Looking at the consequences of legislation in other locales, we paid special attention to the situation in New Orleans regarding its public housing and mid-century public schools. Architect Edward Emile Richardson explains the impact that the public housing laws have had in the public housing system in the city after Hurricane Katrina. Francine Stock, president of DOCOMOMO US/Louisiana, writes about the current situation of the mid-century public schools in the city. Either demolished or in danger of demolition, these structures represent a type of architecture that was forward thinking and innovative in the way they were built and used by the public. The process to discuss their future when they become obsolete has failed to provide a fair space to listen to new options. Can we establish another way of approaching this problem?

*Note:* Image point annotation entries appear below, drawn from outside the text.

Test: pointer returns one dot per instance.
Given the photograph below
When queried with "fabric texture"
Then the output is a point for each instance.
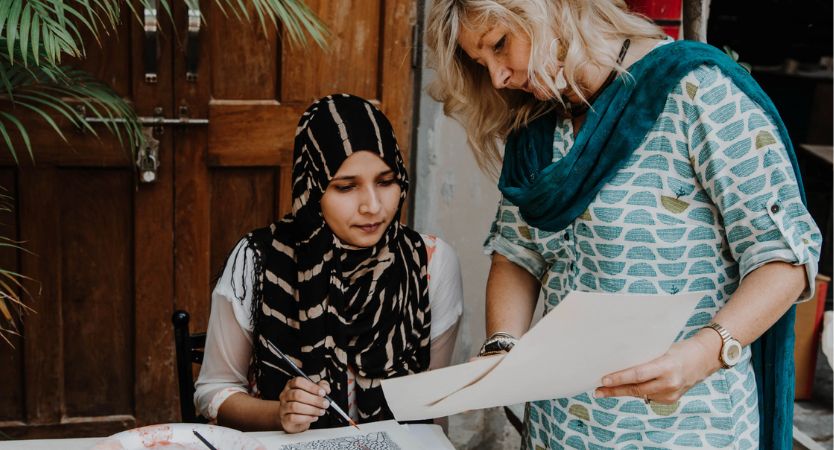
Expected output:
(228, 352)
(552, 195)
(329, 305)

We also showcased specific public buildings and spaces that are successful in their approach, process and result. The European Award for Urban Public Space selected this year two projects as joint winners: the Open-Air Library in Magdeburg (Germany) by KARO* with Architectur + Netzwerk and the Norwegian National Opera and Ballet in Oslo (Norway) by Snøhetta. When your building, in this case the Open-Air Library, does not need any type of control and the residents call it the “library of confidence,” you know you have given them something that they have successfully embraced. Our third selected project, El Peine del Viento (Wind Comb), is the emblem of a city, embraced by citizens and visitors and the gift to its native city of the sculptor Eduardo Chillida and the architect Luis Peña Ganchegui. We talked to Luis Chillida, son of the sculptor in Chillida-Leku, the marvelous and indispensable museum of Eduardo Chillida, about this project.

And we finally asked you, our PUBLIC, about your favorite public space. A variety of places in many settings that make us ponder the big and the small aspects that help us enjoy a public space.

Enjoy the issue that closes our second year. And remember, when we say PUBLIC, we mean you. Go out there, demand and propose. Get PUBLIC with your ideas.